Вдруг я услышал за своей спиной радостный крик летнаба. Он неистово хлопал в ладоши и чуть не прыгал в кабине самолета.
— Ура, ура! — кричал он, показывая рукой назад.
Один из неприятельских самолетов, подбитый огнем нашего товарища, стремительно падал вниз. Но и с нашим летчиком творилось что-то неладное. Его самолет круто опускался к земле, а за ним гнался второй неприятельский летчик.
Как выяснилось позже, наш товарищ сбил вражеский самолет, но в неравном бою была сильно повреждена и его машина, а наблюдатель был тяжело ранен несколькими пулями. Преследуемый вторым вражеским летчиком, наш товарищ все же сумел дотянуть до русских окопов. Он сделал посадку недалеко от полевого лазарета, куда и доставил раненого летнаба.
Я тоже благополучно приземлился в расположении наших войск. Посадка обошлась без поломки самолета, но он был так изрешечен пулями, что к дальнейшим полетам стал непригоден.
Прошло несколько месяцев. За это время сперва у неприятеля, а затем и у нас появились особые самолеты, предназначенные для боя в воздухе. Назвали их истребителями. Они летали много быстрее других самолетов, были вооружены пулеметами, и все боялись встречи с ними в воздухе.
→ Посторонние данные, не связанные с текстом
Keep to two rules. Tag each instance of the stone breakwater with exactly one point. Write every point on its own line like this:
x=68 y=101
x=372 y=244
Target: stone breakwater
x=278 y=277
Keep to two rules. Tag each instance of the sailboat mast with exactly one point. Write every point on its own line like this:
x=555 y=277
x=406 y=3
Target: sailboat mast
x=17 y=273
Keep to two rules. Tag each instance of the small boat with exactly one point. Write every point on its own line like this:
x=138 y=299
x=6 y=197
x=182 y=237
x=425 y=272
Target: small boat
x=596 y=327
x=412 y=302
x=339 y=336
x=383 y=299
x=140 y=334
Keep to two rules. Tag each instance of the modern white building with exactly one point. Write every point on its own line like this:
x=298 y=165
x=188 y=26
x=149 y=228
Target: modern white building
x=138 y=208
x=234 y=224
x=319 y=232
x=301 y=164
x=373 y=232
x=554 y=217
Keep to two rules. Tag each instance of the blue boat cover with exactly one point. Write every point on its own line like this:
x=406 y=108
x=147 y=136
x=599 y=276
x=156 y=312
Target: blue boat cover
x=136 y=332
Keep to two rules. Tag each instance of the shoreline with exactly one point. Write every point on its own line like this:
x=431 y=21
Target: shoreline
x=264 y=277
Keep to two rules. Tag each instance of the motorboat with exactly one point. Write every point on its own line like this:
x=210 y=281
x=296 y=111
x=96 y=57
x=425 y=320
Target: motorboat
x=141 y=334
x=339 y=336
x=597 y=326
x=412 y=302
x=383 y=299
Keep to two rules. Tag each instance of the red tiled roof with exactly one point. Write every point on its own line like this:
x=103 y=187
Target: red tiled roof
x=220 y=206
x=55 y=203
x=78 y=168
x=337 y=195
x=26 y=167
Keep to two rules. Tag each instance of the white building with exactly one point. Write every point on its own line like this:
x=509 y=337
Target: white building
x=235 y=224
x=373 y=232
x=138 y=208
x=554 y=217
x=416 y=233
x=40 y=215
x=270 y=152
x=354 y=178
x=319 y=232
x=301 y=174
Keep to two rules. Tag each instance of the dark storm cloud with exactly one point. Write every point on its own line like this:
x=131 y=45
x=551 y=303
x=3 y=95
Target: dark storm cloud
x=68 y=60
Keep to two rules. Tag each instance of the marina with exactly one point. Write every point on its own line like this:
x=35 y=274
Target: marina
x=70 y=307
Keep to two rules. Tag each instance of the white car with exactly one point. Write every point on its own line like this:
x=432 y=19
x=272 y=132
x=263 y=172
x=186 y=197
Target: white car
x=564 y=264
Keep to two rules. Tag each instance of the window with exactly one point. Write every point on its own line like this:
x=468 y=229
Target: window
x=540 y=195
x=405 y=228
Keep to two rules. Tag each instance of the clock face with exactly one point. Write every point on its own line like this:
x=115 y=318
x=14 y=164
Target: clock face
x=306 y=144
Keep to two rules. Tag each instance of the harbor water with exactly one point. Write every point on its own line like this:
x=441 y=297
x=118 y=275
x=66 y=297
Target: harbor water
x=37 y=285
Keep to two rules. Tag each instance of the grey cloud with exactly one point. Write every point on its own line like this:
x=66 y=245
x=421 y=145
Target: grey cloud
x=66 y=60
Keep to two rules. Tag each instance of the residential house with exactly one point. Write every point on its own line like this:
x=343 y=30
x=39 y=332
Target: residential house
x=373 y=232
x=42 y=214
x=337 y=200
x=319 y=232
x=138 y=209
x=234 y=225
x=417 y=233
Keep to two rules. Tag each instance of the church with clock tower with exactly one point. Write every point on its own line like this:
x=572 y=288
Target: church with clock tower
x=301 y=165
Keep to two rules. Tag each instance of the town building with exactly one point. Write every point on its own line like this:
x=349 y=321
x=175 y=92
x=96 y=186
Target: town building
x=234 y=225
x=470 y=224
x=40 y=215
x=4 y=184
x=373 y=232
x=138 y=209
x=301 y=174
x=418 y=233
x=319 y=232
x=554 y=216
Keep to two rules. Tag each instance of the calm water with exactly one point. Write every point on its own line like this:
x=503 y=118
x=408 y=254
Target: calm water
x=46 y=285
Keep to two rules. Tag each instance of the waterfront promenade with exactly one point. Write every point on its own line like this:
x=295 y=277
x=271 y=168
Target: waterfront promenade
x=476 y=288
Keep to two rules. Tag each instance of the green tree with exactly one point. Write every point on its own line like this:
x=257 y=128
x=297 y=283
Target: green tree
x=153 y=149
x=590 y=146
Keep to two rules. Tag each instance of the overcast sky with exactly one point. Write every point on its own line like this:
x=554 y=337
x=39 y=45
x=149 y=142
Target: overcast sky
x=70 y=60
Из летчика-разведчика я превратился в летчика-истребителя. Вместо безоружного «морана» у меня было два самолета-истребителя: один одноместный, другой двухместный. На втором летал я изредка. На этом самолете имелось два пулемета: один был закреплен на носу, и стрелял из него я; другой находился за моей спиной, и стрелял из него наблюдатель-пулеметчик.
Летая на этом самолете, я одержал в воздухе свою первую победу.
В 40 километрах от нашего аэродрома расположен был другой. Там стоял авиационный отряд, летчики которого обслуживали артиллерию. Они вели с воздуха наблюдение за разрывами снарядов и своими указаниями помогали наводчикам брать правильный прицел. Но истребители противника всячески мешали их работе.
Только запустят наши летчики моторы, а немцы уже тут как тут. Один из немецких летчиков появлялся ежедневно как раз в те часы, когда наши самолеты готовились к вылету, и дожидался их в воздухе. Вот и веди наблюдение под пулеметным огнем!
Летчикам стало невмоготу, и они попросили у начальства, чтобы им дали истребителей для охраны. Меня и еще двух товарищей срочно направили в этот отряд. Мы прилетели туда поздно вечером, а на следующий день рано утром уже были назначены полеты.
Утро выдалось ветреное и облачное, но летать было вполне возможно. На работу отправились два самолета этого отряда, и охранял их в полете я. Летел я на своем двухместном истребителе, а в качестве стрелка полетел молодой, очень энергичный и смелый летнаб.
Вначале все шло хорошо: мы спокойно перелетели через неприятельские позиции и прибыли в район нашей работы. Летели невысоко: охраняемые самолеты шли на высоте 800 метров , а я — немного выше. Летчики делали свою работу, а я кружил над ними, подлетая близко то к одному, то к другому.
Прошло более часа, а никто из неприятельских летчиков нас не побеспокоил. Это удивило меня. Наши самолеты выполняли очень ответственное задание, и было подозрительно, что противник даже не пытается помешать нам.
— Хитрят, подлецы! — сказал я своему летнабу. — Не может быть, чтобы немцы не интересовались нами. Должно быть, сидят в засаде и ждут удобного случая, чтобы «кокнуть». Нам надо быть начеку.
Над нашим самолетом висело огромное облако. Может быть, именно за ним прячутся от нас немецкие летчики?
Я высказал это предположение летнабу. Он согласился.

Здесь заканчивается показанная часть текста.